5. Si Mme C soutient résider habituellement en France depuis le 3 novembre 2021, elle ne l'établit pas en ne produisant aucune pièce attestant de sa résidence. Si l'intéressée se prévaut de la naissance de son fils le 28 juin 2023 à Marseille, reconnu par anticipation par son père, M. D, il ressort toutefois des pièces du dossier que le couple est séparé à la date de la décision litigieuse. Par ailleurs, Mme C ne justifie pas d'une insertion professionnelle ancienne et n'établit pas être dépourvue d'attaches dans son pays d'origine, où elle a vécu au moins jusqu'à l'âge de 28 ans et où résident ses deux enfants mineurs. Dans ces conditions, l'arrêté litigieux n'a pas porté au droit de la requérante au respect de la vie privée et familiale une atteinte disproportionnée et n'a donc pas méconnu les stipulations de l'article 8 de la convention européenne de sauvegarde des droits de l'homme et des libertés fondamentales.
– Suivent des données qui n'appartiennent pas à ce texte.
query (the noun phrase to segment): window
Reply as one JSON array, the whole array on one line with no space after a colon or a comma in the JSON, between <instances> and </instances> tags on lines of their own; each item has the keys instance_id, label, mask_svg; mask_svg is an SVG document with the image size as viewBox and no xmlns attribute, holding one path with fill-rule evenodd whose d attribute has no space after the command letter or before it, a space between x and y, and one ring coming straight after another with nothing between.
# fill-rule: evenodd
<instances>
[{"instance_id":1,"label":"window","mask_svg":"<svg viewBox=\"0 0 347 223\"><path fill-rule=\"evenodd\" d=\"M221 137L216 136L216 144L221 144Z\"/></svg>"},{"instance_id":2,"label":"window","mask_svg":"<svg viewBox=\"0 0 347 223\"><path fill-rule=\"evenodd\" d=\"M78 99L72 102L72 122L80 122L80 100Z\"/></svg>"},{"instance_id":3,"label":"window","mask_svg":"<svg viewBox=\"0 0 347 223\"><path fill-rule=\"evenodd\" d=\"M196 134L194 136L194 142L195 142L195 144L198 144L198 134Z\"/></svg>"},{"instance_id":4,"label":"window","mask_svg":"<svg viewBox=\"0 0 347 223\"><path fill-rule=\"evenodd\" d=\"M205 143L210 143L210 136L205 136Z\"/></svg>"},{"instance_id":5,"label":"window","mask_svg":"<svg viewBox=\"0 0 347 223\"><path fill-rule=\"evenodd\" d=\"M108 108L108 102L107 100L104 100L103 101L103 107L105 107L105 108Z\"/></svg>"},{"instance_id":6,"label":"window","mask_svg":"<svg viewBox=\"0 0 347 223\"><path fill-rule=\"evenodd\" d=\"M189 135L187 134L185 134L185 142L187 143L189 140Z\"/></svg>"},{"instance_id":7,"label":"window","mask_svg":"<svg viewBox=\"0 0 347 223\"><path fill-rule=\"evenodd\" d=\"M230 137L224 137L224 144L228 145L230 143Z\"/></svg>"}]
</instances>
Eu égard aux mêmes éléments, le moyen tiré de l'erreur manifeste d'appréciation quant aux conséquences qu'elle emporte sur sa situation personnelle doit aussi être écarté.

6. En quatrième lieu, aux termes de l'article 3-1 de la convention internationale des droits de l'enfant : " Dans toutes les décisions qui concernent les enfants, qu'elles soient le fait des institutions publiques ou privées de protection sociale, des tribunaux, des autorités administratives ou des organes législatifs, l'intérêt supérieur de l'enfant doit être une considération primordiale ".

7. Si Mme C fait valoir qu'elle est mère d'un enfant français né le 28 juin 2023 à Marseille, l'arrêté attaqué n'a ni pour objet, ni pour effet de séparer la famille et il n'est pas établi, qu'elle ne pourrait pas reconstituer sa cellule familiale dans son pays d'origine, où vivent ses deux enfants mineurs nés d'une précédente union. Par suite, le moyen tiré de la méconnaissance des stipulations de l'article 3-1 de la convention internationale relative aux droits de l'enfant doit être écarté.

8. En cinquième et dernier lieu, aux termes de l'article L. 743-1 du code de l'entrée et du séjour des étrangers et du droit d'asile, dans sa version alors applicable : " Le demandeur d'asile dont l'examen de la demande relève de la compétence de la France et qui a introduit sa demande auprès de l'Office français de protection des réfugiés et apatrides bénéficie du droit de se maintenir sur le territoire français jusqu'à la notification de la décision de l'office ou, si un recours a été formé, dans le délai prévu à l'article L. 731-2 contre une décision de rejet de l'office, soit jusqu'à la date de la lecture en audience publique de la décision de la Cour nationale du droit d'asile, soit, s'il est statué par ordonnance, jusqu'à la date de la notification de celle-ci. () ".

9. Mme C soutient qu'elle ne peut faire l'objet d'une obligation de quitter le territoire, en raison du dépôt d'une demande d'asile effectuée pour son fils le 14 juin 2024. Toutefois, il ressort des pièces du dossier que cette demande a été enregistrée postérieurement à la date de l'arrêté en litige. Par suite, le moyen doit être écarté.

10. Il résulte de ce qui précède que la requête d'appel de Mme C, qui est manifestement dépourvue de fondement, au sens des dispositions du dernier alinéa de l'article R. 222-1 du code de justice administrative, doit être rejetée, en application de ces dispositions, y compris ses conclusions aux fins d'injonction et celles présentées au titre de l'article L. 761-1 du code de justice administrative.

O R D O N N E :

Article 1er : La requête de Mme C est rejetée.

Article 2 : La présente ordonnance sera notifiée à Mme A C et à Me Prezioso.

Copie en sera adressée au préfet des Bouches-du-Rhône.

Fait à Marseille, le 5 décembre 2024.